Le Togo vient de franchir une étape décisive dans la gestion de la transhumance. Un nouveau plan quinquennal a été validé le lundi 30 mars à Lomé, à l’issue d’un atelier ayant réuni l’ensemble des acteurs concernés par cette problématique aux multiples enjeux.
Cette validation marque l’aboutissement d’un long processus de concertation mené dans les différentes régions du pays. En amont, des rencontres ont permis de recueillir les contributions précieuses des éleveurs, des agriculteurs, des autorités locales et des services techniques. L’objectif était clair : élaborer un document parfaitement en phase avec les réalités du terrain, loin des solutions technocratiques déconnectées des pratiques ancestrales.
Structuré autour de plusieurs axes stratégiques, le plan quinquennal prévoit des actions concrètes pour mieux organiser les flux de transhumance, sécuriser les couloirs de passage et renforcer les mécanismes de prévention et de gestion des conflits. Une attention particulière est également accordée à la sensibilisation des acteurs et au renforcement de la gouvernance locale, gage de durabilité des actions entreprises.
L’élaboration de ce document intervient dans un contexte marqué par des défis croissants. La pression démographique, les effets des changements climatiques et les dynamiques sécuritaires dans la sous-région ont exacerbé les tensions entre éleveurs et agriculteurs, rendant plus urgente que jamais la recherche de solutions concertées.
« Nous ne pouvons pas nous passer de la transhumance, car la sécurité alimentaire, notamment l’approvisionnement en viande et en lait, en dépend. Il est donc essentiel de trouver une formule garantissant une coexistence pacifique entre activités pastorales et agricoles », a souligné le représentant de la FAO, Diwa Oyetunde, rappelant ainsi les enjeux fondamentaux qui sous-tendent cette initiative.

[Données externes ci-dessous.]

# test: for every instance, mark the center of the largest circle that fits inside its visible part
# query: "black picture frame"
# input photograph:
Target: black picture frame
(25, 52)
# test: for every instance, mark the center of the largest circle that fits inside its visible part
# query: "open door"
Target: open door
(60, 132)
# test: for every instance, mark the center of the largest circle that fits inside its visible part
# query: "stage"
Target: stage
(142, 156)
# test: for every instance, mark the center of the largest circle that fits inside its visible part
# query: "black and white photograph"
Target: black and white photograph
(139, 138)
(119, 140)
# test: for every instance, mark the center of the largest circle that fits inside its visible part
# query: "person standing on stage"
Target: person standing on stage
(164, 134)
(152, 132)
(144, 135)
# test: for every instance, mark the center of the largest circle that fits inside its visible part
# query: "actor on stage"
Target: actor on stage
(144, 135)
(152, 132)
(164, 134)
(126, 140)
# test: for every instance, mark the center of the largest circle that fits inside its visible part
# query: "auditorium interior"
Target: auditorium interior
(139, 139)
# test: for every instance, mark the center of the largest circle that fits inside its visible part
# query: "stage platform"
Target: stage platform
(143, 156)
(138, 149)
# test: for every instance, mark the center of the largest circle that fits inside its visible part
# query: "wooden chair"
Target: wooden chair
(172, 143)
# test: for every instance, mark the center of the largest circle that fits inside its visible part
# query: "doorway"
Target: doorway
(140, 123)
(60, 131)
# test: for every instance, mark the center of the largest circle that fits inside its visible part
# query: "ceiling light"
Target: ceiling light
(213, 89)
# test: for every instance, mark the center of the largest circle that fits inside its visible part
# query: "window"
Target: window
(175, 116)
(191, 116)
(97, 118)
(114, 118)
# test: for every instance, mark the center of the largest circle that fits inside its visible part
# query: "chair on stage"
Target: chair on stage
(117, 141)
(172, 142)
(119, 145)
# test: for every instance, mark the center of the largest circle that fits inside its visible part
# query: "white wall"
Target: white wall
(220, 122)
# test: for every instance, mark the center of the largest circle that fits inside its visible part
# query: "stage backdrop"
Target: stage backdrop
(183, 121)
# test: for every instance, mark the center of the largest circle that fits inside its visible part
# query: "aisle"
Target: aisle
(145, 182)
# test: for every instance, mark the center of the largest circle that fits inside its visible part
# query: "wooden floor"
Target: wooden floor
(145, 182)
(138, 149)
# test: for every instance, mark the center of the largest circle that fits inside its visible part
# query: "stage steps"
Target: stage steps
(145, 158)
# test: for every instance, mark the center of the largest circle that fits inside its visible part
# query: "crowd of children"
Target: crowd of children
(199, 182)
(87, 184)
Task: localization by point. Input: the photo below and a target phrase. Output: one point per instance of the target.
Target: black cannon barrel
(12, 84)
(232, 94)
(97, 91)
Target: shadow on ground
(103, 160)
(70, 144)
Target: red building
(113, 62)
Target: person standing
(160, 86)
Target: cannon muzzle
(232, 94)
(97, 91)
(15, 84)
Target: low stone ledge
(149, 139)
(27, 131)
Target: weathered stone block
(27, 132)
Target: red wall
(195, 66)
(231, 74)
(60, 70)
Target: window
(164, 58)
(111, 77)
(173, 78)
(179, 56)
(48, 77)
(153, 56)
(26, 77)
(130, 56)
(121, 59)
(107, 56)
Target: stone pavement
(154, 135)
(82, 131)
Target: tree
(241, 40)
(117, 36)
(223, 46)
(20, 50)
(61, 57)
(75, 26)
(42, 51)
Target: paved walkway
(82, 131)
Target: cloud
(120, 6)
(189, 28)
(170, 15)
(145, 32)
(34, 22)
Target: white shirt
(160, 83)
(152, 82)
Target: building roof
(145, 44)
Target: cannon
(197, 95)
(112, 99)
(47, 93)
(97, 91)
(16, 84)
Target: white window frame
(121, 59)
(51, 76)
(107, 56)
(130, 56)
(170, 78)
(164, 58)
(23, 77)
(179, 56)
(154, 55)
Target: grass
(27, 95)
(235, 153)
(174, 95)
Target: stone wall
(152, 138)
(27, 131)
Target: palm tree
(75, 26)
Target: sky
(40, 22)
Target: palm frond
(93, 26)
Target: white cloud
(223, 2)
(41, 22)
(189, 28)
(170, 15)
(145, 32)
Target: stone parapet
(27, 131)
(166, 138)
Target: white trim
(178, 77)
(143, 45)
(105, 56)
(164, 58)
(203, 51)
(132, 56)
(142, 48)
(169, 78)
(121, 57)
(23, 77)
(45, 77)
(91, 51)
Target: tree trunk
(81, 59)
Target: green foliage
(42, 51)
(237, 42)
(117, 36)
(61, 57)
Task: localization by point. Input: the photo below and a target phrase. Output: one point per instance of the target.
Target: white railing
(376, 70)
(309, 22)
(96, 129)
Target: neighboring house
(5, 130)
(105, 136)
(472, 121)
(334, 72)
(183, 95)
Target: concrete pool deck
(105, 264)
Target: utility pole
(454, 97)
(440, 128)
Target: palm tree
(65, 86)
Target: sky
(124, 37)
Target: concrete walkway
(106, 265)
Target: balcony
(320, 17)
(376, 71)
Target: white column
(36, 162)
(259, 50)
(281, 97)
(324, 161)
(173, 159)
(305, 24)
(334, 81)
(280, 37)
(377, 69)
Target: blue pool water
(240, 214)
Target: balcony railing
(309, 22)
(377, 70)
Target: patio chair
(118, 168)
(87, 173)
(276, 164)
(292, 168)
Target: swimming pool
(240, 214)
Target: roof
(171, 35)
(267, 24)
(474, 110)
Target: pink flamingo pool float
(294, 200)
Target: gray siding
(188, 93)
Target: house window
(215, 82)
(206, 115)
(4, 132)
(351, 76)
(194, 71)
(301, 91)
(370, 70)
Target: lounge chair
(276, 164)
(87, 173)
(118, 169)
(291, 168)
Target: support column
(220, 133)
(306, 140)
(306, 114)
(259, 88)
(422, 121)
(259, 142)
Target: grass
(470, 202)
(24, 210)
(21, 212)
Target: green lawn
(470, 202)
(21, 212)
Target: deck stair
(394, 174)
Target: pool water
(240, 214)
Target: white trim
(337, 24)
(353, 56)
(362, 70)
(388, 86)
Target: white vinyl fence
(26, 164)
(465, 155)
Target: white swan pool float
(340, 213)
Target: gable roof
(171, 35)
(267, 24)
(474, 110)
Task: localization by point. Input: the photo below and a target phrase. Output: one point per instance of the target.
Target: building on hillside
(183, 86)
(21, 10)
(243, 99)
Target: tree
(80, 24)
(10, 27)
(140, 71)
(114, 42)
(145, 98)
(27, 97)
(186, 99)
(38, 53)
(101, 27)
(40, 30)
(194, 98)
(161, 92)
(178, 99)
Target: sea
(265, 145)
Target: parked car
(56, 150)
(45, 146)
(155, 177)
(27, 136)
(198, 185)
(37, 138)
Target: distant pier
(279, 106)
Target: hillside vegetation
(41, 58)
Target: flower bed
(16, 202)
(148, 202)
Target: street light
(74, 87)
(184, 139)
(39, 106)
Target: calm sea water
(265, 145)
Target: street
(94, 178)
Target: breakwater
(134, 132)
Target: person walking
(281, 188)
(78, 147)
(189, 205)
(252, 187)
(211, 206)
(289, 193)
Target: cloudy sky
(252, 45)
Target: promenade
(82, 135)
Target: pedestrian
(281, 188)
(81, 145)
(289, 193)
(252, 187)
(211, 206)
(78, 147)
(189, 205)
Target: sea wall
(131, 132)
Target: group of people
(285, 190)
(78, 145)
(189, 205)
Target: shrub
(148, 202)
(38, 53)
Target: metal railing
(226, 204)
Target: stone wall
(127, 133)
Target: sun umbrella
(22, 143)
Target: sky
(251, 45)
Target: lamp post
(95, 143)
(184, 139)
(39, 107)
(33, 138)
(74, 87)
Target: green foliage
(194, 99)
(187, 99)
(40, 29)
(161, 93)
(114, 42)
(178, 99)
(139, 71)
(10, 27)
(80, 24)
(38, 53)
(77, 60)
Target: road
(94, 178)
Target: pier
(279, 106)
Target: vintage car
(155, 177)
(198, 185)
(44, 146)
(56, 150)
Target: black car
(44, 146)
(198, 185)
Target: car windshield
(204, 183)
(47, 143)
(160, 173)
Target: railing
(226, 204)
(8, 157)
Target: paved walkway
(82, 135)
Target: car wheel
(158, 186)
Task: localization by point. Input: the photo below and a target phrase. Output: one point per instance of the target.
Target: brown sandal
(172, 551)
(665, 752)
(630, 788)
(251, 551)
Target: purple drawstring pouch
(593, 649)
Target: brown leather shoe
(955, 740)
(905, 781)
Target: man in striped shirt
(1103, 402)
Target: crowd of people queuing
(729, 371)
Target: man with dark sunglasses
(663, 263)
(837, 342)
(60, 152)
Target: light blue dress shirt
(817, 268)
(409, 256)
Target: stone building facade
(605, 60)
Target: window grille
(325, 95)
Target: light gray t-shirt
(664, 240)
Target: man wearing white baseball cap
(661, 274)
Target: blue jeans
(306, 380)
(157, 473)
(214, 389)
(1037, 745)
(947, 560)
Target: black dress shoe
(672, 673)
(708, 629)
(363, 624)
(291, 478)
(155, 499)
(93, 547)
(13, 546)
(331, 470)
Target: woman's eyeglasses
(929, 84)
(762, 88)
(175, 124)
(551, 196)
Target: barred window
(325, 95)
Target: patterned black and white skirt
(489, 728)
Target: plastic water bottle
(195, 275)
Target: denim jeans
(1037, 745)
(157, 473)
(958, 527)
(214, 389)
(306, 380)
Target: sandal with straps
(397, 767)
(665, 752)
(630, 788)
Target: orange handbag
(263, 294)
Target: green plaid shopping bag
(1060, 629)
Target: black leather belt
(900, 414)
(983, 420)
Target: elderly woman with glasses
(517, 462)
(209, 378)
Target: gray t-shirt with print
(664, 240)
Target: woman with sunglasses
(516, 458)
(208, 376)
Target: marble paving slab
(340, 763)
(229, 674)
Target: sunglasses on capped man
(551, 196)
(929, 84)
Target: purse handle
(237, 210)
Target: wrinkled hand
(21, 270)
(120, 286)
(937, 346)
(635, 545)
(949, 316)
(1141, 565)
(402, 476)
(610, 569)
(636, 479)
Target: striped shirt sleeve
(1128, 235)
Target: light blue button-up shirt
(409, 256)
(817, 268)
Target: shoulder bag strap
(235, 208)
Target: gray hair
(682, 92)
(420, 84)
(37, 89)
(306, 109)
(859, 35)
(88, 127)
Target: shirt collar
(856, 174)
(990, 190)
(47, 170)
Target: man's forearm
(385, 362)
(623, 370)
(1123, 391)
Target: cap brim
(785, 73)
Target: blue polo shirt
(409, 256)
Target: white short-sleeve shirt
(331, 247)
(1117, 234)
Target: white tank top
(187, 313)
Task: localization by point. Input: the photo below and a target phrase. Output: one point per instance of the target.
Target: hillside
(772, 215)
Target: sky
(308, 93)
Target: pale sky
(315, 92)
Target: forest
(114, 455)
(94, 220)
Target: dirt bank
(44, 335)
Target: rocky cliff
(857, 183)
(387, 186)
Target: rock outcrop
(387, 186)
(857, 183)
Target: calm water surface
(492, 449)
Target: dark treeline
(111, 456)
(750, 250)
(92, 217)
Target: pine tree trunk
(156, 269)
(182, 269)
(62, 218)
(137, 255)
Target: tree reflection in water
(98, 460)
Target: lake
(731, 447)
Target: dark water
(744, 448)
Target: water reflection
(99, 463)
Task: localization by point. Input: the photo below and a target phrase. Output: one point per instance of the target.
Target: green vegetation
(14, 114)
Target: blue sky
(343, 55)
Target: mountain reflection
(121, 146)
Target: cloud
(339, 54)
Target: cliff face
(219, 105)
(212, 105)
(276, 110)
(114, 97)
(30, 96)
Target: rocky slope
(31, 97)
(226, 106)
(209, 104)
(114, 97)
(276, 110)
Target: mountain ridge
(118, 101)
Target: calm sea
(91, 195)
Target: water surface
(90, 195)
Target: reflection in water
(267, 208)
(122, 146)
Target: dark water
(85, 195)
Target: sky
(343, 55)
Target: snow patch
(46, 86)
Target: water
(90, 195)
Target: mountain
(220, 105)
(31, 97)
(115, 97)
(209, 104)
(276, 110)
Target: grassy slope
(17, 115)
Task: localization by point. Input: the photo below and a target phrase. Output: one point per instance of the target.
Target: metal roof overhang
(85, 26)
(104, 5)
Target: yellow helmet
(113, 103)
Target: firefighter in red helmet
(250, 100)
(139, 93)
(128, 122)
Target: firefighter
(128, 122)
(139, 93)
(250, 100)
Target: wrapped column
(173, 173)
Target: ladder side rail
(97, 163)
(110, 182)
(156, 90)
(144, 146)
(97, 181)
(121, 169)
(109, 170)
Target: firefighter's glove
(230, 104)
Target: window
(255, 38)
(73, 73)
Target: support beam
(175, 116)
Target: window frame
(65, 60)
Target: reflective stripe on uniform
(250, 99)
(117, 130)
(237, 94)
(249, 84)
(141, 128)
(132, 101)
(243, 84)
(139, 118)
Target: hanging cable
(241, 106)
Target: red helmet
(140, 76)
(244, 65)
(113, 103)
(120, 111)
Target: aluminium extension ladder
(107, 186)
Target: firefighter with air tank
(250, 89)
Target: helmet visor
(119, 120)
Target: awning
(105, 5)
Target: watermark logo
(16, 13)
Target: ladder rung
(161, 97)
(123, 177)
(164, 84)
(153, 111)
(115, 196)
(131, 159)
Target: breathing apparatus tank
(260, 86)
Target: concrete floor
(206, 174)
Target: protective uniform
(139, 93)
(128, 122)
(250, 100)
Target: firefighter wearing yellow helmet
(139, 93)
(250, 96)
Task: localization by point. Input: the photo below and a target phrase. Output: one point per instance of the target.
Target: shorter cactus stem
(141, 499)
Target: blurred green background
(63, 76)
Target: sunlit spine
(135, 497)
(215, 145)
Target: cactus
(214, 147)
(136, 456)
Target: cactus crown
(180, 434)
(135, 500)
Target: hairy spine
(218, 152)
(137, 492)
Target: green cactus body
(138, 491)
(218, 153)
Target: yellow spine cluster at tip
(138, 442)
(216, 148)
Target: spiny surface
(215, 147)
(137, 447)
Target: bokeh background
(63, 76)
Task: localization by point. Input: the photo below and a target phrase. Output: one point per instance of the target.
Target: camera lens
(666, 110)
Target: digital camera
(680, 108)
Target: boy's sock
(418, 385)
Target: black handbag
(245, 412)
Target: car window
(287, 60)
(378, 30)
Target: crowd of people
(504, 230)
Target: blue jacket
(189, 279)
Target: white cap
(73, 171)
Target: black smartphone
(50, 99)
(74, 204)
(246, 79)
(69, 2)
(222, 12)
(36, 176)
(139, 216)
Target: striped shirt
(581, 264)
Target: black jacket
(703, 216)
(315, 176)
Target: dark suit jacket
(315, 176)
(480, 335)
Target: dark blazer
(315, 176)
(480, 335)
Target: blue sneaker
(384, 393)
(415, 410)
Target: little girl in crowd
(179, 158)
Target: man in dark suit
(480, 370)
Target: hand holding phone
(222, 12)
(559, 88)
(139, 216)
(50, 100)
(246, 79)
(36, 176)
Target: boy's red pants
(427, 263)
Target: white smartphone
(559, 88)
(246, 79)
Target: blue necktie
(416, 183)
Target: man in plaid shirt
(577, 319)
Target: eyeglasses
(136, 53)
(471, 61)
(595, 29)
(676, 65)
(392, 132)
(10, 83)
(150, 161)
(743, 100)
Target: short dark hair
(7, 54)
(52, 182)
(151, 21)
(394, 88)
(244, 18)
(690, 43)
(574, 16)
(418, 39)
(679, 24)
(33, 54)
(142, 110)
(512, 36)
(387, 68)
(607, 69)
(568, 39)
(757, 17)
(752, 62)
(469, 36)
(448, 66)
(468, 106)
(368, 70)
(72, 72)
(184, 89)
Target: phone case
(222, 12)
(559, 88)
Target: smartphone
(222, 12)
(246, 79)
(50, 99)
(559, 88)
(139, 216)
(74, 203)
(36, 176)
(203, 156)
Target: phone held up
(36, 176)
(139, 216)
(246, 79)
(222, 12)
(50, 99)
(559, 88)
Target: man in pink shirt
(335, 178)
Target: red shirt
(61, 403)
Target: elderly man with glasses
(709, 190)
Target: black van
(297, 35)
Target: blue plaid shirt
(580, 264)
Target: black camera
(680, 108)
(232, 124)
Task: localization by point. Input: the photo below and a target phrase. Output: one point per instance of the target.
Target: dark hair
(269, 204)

Depuis l’an dernier, un numéro vert est déjà opérationnel pour signaler les incidents liés à la transhumance, permettant une réactivité accrue face aux conflits. Ce dispositif, combiné au nouveau plan quinquennal, témoigne de la volonté des autorités togolaises de faire de la coexistence entre éleveurs et agriculteurs un pilier de la stabilité et du développement rural. Une approche pragmatique et inclusive qui pourrait inspirer d’autres pays de la sous-région confrontés aux mêmes défis.
Amen K.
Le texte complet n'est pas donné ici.